(May 13, 2010 at 10:11 am)Watson Wrote:Quote:There is no such thing as 'personal' evidence.There is no way of seperating the subjective perception from the objective reality. Thus, personal evidence is the only evidence that can really count to a subjective human being with a limited, human perspective.
That is a euphemism for wishful thinking and delusional thoughts.
There is no such thing as personal evidence. The nature of evidence is that something is proven by means of verifiable & falsifiable testing and found to be true.
What you’re talking about is personal experience! Thank goodness, it isn’t regarded as evidence for the existence of something. Personal experience is completely subjective concept and relies on something as fallible as the human mind & psyche.

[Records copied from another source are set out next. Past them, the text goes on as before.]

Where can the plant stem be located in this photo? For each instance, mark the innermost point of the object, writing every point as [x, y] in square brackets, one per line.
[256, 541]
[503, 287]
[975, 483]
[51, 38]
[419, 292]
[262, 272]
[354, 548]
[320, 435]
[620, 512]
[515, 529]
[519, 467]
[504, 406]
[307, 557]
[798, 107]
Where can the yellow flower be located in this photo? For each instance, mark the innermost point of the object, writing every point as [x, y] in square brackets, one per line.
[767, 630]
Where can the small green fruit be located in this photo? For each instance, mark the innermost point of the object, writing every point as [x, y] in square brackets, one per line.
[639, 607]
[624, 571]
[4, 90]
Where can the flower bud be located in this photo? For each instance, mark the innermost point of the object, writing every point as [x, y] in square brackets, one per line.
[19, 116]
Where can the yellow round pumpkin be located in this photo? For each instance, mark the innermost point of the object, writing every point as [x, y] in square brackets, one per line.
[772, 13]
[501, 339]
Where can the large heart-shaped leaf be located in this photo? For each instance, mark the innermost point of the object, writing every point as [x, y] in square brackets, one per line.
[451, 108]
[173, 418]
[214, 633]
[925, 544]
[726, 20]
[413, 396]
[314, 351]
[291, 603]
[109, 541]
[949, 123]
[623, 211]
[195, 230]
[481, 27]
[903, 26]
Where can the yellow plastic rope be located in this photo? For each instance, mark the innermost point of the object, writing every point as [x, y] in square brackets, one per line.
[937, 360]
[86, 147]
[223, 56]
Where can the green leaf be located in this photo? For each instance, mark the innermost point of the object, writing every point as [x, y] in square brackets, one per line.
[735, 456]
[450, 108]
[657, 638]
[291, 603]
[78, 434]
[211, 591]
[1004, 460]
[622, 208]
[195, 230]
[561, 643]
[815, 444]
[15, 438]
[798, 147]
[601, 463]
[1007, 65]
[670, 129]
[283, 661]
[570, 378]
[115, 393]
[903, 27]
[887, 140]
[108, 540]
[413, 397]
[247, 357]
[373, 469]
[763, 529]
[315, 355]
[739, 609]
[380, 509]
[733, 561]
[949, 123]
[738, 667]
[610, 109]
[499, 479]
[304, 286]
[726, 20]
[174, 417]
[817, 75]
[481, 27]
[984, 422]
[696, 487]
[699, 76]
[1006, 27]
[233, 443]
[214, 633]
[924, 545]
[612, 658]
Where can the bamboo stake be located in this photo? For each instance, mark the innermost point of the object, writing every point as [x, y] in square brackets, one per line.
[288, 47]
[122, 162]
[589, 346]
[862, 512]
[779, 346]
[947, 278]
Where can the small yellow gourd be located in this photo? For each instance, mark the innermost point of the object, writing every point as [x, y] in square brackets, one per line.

I often think that when people say they have had some “personal experience”, that they are being authentic about it. You have probably made up your mind about the existence of God, and it is unlikely that any argument will sway you.
The existence of God is a scientific hypothesis, and should be dealt with in scientific method – namely, science, logic & reason. Personal experience is not valid (and certainly needs to be corroborated to be taken seriously in a court room).
Carl Sagan once said “ … extraordinary claims demand extraordinary evidence". Unfortunately, personal experiences (no matter how genuine they seemed to you) don’t satisfy that benchmark.
Quote:Quote:I watched Bill Maher's documentary called "religulous" and a chap thought that because it started to rain the moment he wsihed it rained, that God exists and that was evidence!That is not the kind of evidence I am talking about, in the first place. I've watched Religulous, too, it doesn't make you any smarter or better than me.
This is a little presumptuous on your part. You have no idea who I am, or how much I have read on theology, science, philosophy etc … but I’m curious what that experience was that confirmed the existence of God.
You could, for instance, see an apple fail to fall the ground when thrown. That could count as personal evidence if only you witnessed it. But does that prove God exists? It only ‘proves’ that there *might* have been a disturbance in the natural order of the universe.